La tragedia della frana che ha provocato più di 100 vittime nei pressi di una miniera di giada della Birmania settentrionale ci ricorda che, qualche giorno prima (5 novembre 2015) anche il sud est del Brasile era stato colpito da un disastro innaturale. Qualcun lo ha paragonato allo tsunami giapponese, non tanto per il numero di vittime, quanto per la possibile contaminazione di una vasta area. Il villaggio di Bento Rodrigues a Mariana, cittadina nello stato di di Minas Gerais sul rio Doce, è stato investito da un muro di fango, melma, residui minerali e rifiuti tossici, in seguito al crollo di due dighe che invasavano le acque reflue di lavorazione mineraria. Poiché l’inquinamento si è propagato a valle con potenziali effetti disastrosi, la presidente Dilma Rousseff, senza tema per l’iperbole, ha equiparato il disastro alla catastrofe ambientale del Golfo del Messico, causato dall’incidente sulla piattaforma petrolifera della British Petroleum.
Questo evento richiama alla memoria quanto accadde in Italia a Stava nel 1985. Se si considera la casistica dei disastri causati da rottura di dighe o, come nel caso del Vajont, da frane dei versanti nell’invaso, quello di Stava fu un evento minore sotto il profilo statistico. Ma fu tragico nel suo impatto. Non era una grande diga, bensì un piccolo serbatoio montano a uso industriale: il bacino di decantazione della miniera di fluorite del monte Prestavel in Trentino. La rottura degli argini scaricò quasi duecentomila metri cubi di acqua e fango sull’abitato di Stava, uccidendo 268 persone.
Vari studiosi affermarono che la semplice osservazione della morfologia della località su cui sorgevano i bacini di decantazione della miniera avrebbe dovuto sconsigliare la loro costruzione in quel particolare sito. Tra le cause del disastro fu anche accertata la cronica instabilità degli argini in terra, che non avevano i coefficienti di sicurezza minimi necessari a evitare la frana, e ci fu la condanna di una decina di imputati. Erano tecnici e dirigenti della società mineraria, ma anche tecnici pubblici che avevano omesso i controlli sulle discariche. E fu riconosciuta la responsabilità civile sia delle aziende private, sia dell’ente pubblico al fine del rimborso dei danni.
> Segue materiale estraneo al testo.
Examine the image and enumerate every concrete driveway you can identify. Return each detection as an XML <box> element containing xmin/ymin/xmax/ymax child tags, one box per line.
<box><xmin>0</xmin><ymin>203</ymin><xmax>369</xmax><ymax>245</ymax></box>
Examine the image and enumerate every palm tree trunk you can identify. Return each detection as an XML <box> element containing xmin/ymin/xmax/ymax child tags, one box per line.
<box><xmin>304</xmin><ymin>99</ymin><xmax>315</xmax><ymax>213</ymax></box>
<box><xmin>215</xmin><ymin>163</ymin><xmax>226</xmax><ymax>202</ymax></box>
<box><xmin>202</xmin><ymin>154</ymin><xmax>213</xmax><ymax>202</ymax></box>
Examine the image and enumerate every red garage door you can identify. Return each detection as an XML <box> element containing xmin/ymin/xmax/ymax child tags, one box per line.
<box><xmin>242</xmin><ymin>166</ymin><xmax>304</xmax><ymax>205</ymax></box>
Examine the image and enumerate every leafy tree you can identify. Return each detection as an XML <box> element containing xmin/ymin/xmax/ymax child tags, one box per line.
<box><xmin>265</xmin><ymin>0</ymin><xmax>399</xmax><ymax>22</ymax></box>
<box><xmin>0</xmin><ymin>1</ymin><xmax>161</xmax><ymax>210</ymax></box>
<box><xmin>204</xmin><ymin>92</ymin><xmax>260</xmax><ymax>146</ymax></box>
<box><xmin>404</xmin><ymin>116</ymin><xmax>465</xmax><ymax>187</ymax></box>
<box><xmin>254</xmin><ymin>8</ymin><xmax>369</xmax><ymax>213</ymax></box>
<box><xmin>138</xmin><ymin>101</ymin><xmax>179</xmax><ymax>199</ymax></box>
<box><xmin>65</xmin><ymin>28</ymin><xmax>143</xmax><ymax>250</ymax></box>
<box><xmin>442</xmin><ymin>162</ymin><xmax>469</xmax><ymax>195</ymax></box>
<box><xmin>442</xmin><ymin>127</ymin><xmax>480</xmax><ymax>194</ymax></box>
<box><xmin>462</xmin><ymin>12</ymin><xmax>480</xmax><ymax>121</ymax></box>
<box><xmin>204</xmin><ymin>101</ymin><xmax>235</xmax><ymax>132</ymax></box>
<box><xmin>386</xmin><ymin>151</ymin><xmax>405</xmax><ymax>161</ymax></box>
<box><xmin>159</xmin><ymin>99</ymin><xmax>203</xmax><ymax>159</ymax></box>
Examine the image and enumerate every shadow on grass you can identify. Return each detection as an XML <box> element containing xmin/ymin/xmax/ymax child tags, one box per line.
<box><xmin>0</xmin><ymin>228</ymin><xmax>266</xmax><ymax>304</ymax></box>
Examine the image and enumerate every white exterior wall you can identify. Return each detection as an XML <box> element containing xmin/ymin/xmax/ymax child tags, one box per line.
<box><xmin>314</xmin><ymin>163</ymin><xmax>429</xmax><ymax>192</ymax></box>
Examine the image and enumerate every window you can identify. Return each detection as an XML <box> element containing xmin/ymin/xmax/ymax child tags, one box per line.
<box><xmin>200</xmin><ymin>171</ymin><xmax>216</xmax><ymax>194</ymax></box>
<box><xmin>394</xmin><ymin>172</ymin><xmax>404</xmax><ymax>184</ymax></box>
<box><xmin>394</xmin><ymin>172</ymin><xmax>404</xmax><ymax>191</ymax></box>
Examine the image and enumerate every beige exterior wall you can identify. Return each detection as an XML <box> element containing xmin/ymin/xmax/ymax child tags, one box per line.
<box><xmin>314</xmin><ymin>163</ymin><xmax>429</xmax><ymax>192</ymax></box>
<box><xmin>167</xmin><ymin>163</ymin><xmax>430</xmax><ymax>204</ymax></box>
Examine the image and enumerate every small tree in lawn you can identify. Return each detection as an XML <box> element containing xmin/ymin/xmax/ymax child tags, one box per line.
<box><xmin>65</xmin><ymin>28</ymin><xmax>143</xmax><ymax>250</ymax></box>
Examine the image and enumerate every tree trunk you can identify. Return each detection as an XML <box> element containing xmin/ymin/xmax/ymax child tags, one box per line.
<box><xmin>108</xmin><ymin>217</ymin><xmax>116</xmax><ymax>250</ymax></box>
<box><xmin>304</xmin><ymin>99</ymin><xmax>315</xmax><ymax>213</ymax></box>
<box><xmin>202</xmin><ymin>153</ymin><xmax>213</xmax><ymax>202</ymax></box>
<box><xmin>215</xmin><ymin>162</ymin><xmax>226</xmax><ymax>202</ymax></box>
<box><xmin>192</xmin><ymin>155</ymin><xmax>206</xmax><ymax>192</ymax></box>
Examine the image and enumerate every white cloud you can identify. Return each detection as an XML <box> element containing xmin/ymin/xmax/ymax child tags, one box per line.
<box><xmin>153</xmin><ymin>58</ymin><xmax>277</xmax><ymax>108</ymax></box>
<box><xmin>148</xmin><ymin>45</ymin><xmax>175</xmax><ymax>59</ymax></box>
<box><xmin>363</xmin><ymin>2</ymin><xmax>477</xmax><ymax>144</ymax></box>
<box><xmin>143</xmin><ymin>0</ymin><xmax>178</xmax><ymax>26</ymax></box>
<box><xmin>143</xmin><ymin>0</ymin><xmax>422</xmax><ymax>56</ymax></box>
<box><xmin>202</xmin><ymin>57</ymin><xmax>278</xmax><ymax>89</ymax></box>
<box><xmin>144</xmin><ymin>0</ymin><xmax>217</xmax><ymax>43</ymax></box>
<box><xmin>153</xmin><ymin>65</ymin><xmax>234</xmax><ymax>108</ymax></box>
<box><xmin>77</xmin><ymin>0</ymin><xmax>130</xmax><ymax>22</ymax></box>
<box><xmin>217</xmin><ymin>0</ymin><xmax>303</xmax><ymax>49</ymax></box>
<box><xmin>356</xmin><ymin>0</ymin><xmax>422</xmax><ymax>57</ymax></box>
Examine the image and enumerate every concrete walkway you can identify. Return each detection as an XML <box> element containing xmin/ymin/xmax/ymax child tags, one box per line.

In seguito al disastro di Stava fu introdotta la prima norma, in materia di dighe, a fini di protezione civile, ossia la conduzione di studi delle aree soggette ad allagamento per tutte le opere di ritenuta già esistenti sul territorio nazionale, a seguito dell’ipotetico collasso dello sbarramento. Le mappe delle aree a rischio in caso di ‘dam failure’ furono costruite all’inizio degli anni ’90, giocoforza in modo rudimentale e poco preciso a causa del dettaglio grossolano dei mezzi cartografici digitali che si potevano utilizzare all’epoca e, quindi, dei modelli matematici allora disponibili. Queste mappe sono comunque utili e vengono custodite in Protezione Civile e nelle Prefetture, ma non sono del tutto sicuro che i Piani di Protezione Civile dei comuni italiani ne tengano sempre conto, né ho mai incontrato accenni alla loro esistenza nei ponderosi documenti dei Piani di Bacino, che dovrebbero associare alla pericolosità anche l’esposizione e la vulnerabilità dei territori a rischio.
E non è ancora chiaro, dopo quattro anni, quanto farà sul campo il decreto ‘Salva Italia’ del dicembre 2011 che aveva legiferato in merito alle questioni di sicurezza ed efficienza delle dighe italiane. Le quasi seicento grandi dighe italiane sono assai vetuste poiché hanno in media una sessantina d’anni e ce ne sono alcune, molto antiche, che giacciono inutilizzate e abbandonate. Singolare che tutta la faccenda fosse trattata nell’articolo 43 del decreto ‘Salva Italia’ sotto il criptico titolo di ‘Alleggerimento e semplificazione delle procedure, riduzione dei costi e altre misure’. Ma i legislatori italiani non hanno mai ceduto alla tentazione della comprensibilità e all’immediatezza, sirene alle quali solo i padri costituenti non seppero resistere.